Она осторожно старалась высвободить свои руки из его рук.
— Посмотрите на меня хорошенько, а то вы завтра меня не узнаете. Я увижу вас завтра? Когда?
Ночью, с чужим человеком так близко рядом, ей не было страшно. Прошелестел по лужам велосипедист.
— Если хотите. Отчего вы ничего не читали? Вы не пишете? Не сочиняете стихов?
— Нет. Я просто так хожу. Я на медицинском. Но хочу бросить и идти в драматическую школу. Я на все их собрания хожу, когда время есть. Я вообще всюду хожу… Хотите, завтра пойдем вместе слушать Эдельбреннера? А послезавтра — воскресенье, и я тренируюсь в легкой атлетике… Вы придете?
Она не знала кто такой Эдельбреннер: философ, пианист или кто-нибудь, кто сегодня читал стихи? Атлетика совсем ее сбила. Она никого не знала до сих пор, кто бы тренировался в атлетике. И потому она ответила не сразу, замешкавшись. Он вдруг ужасно смутился:
— Не приходите! Не надо! Вам все это совсем не интересно. Я пойду один.
Они постояли молча.
— Я очень счастлив быть с вами, — сказал он тихо. — Вы не исчезнете без следа?
— Нет.
Послышались шаги. Кто-то шел по улице, шаркая по лужам, все ближе и ближе. Вот поравнялся, прошел. Шаги стихли.
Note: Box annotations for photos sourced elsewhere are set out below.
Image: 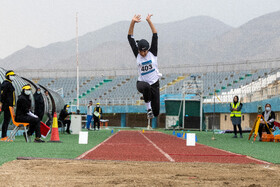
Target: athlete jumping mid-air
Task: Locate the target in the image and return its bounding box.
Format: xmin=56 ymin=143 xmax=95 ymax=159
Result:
xmin=128 ymin=14 xmax=162 ymax=119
Он держал ее за руки и близко смотрел ей в лицо своими большими темными глазами. Его худое лицо в темноте было совсем другим, чем там, в подвале, каким-то живым, серьезным и беспокойным, и Зай почувствовала, что именно таким она его запомнит, но еще лучше сохранить в памяти его голос, его дыхание, чем ускользающее это лицо.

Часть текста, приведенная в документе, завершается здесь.